Pé Diabético

Conheça mais detalhes sobre o pé diabético, uma das complicações mais graves e caras do Diabetes Mellitus.

18 de novembro de 2013 | Autor: Centro de Diabetes Curitiba

 

Segundo Bakker et al (2011, p. 226), as lesões do pé diabético resultam da associação de dois ou mais fatores de risco, referindo que a Neuropatia é o principal fator de risco em até 50% dos pacientes.

O pé diabético tem um impacto considerável sobre a saúde dos pacientes diabéticos. Todos os anos, mais de um milhão de pessoas com Diabetes perdem uma perna em consequência da doença. Isso significa que, a cada 20 segundos, um membro inferior está perdido para o Diabetes em algum lugar do mundo. A grande maioria destas amputações é precedida por uma úlcera no pé.

Os fatores mais importantes relacionados ao desenvolvimento dessas úlceras são a Neuropatia Periférica, deformidades dos pés, Doença Arterial Periférica (DAP) e traumas precipitados por fatores externos (INTERNATIONAL CONSENSUS ON THE DIABETIC FOOT, 2011).

Os problemas do pé estão entre as complicações mais graves e caras do Diabetes Mellitus. Amputação de toda ou parte de uma extremidade inferior é geralmente precedida por uma úlcera no pé. A estratégia – que inclui educação para a prevenção do paciente e equipe, o tratamento multidisciplinar de úlceras do pé e o monitoramento –, pode reduzir as taxas de amputação em 49-85%. Por isso, vários países e organizações, como a Organização Mundial da Saúde e a Federação Internacional de Diabetes, estabeleceram metas para reduzir a taxa de amputações em até 50% (INTERNATIONAL CONSENSUS ON THE DIABETIC FOOT, 2011, p. 07).

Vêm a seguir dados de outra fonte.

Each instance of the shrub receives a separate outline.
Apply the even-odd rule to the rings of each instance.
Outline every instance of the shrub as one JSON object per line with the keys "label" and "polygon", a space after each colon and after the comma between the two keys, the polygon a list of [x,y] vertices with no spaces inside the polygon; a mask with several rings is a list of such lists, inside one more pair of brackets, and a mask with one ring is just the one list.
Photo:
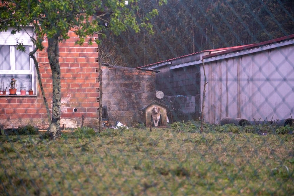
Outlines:
{"label": "shrub", "polygon": [[74,135],[78,138],[89,138],[95,136],[96,133],[94,129],[87,127],[83,127],[81,128],[78,127],[74,132]]}
{"label": "shrub", "polygon": [[37,128],[30,124],[24,127],[19,127],[18,132],[19,135],[36,135],[39,133]]}
{"label": "shrub", "polygon": [[278,134],[285,134],[293,131],[293,128],[289,125],[280,127],[276,129],[276,133]]}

Nas orientações dadas pelo International Working Group on the Diabetic Foot (2012), exames no pé devem ser realizados em pessoas com Diabetes pelo menos uma vez por ano e, mais frequentemente, em pacientes com alto risco de ulceração do pé. A identificação dos pacientes em risco de ulceração é o aspecto mais importante da prevenção de amputação. A educação é parte integrante da prevenção; ela deve ser simples e repetitiva.

Calosidade, unhas encravadas, deformidades ósseas, onicomicoses e hálux valgo (joanete) ocorrem nos locais de maior pressão e fricção e, geralmente, estão associadas ao uso de calçados inadequados. Se estas alterações forem negligenciadas ou tratadas de forma inadequada, podem a curto e médio prazo levar ao desenvolvimento de ulcerações. As infecções cutâneas por fungos constituem uma porta de entrada para infecções mais graves (INTERNATIONAL CONSENSUS ON THE DIABETIC FOOT, 2011, p. 69).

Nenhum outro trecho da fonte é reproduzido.